Not everyone was enamoured with the significant rethink of civil liability through an increased focus on end-users accepting personal responsibility. Allan Fels, the then chairman of the ACCC, stated in early 2003:
“The reforms related to insurance that are being debated, and in some states introduced, include damage caps, easy liability waivers and a block on liability when there are obvious risks – even when those risks are the fault of a shoddy or reckless operator. These types of reforms transfer the cost of accidents and other damage from those best able to understand and cheaply control the risks to those least able to understand and control them. This is neither sensible or fair”.
Insignificant effort was expended by the judicial process to inform Inviters of a Recreational Activity which involves a Risk Of Harm of their legal obligation to Provide A Risk Warning to Invitees of the Risk Of Harm under these new tort laws.
A fundamental Foreseeable, Non-Obvious, Explicit Risk which the majority of Inviters do not warn their Invitees about is the need for Invitees to hold third party insurance to cover them against Negligence whilst enjoying their Recreational Activities, because unlike when driving a motor car, there is no self-regulated CTP Green Slip cover when cycling a bicycle.
In the case of Recreational Road Cycling, if a Invitee seriously injures another cyclist or other third party, that Invitee can be litigated for large damages/costs by the third party that the Invitee seriously injured. If the Inviter didn't include in its Risk Warning to the Invitee the need to hold third party insurance, then the negligent Invitee may counter sue the Inviter. The Inviter is not obliged to check that the Invitee holds third party insurance, but merely to provide a Risk Warning to the Invitee to hold third party insurance which covers any Negligence whilst cycling.
Merit also exists in reminding Invitees that whilst their insurance will normally cover negligence, such insurance will unlikely cover breaking a road rule.
Focusing on NSW, Civil Liability Bill - June 2002 does not recognise claims for economic and non-economic loss if the claimant does not suffer from at least 15% whole of body impairment or serious mental disorder.
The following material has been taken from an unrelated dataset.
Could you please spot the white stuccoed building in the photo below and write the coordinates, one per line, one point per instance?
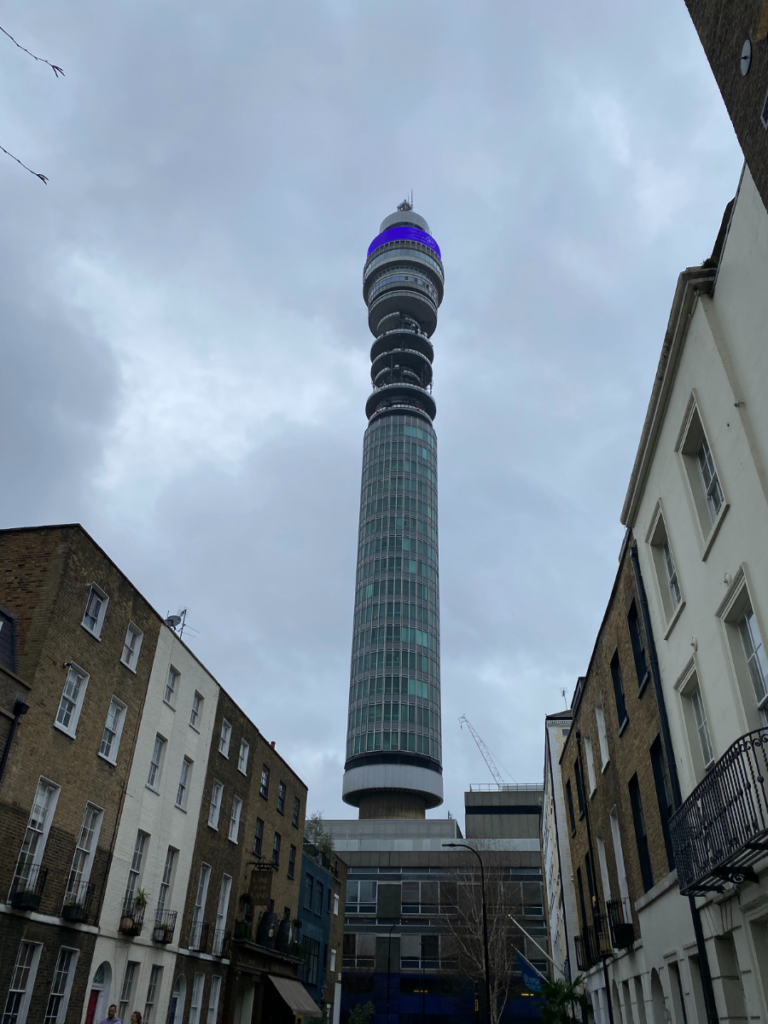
(697, 504)
(134, 958)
The subsequent Civil Liability Amendment (Personal Responsibility) Bill - Nov 2002 in NSW seeks to limit liability arising from Recreational Activities where the Inviter(s)/organiser has Provided A Risk Warning to the Invitee(s)/participant(s) and in some circumstances also a Disclaimer Of Liability. Furthermore the Risk Warning is deemed to be sufficient even if it is only a general warning. A "general warning" is a grey area so, in order to minimise the possibility of a trauma accident and the Inviter(s)/organiser being litigated, best to include in all Risk Warnings the Three Types Of Risks of Harm Sufferable.
In addition, contributory negligence is now also applied more strictly. Under Division 4; voluntary assumption of risk is now an effective defence and therefore it is now harder to succeed in Negligence claims where injuries arise when an Obvious Risk can be voluntarily assumed.
Section 5B of Division 2 Duty Of Care says an Inviter/organiser is not Negligent in failing to take precautions against a Risk Of Harm, unless the risk was a Foreseeable, Non-Obvious, Explicit Risk and one where a reasonable person would have taken those precautions.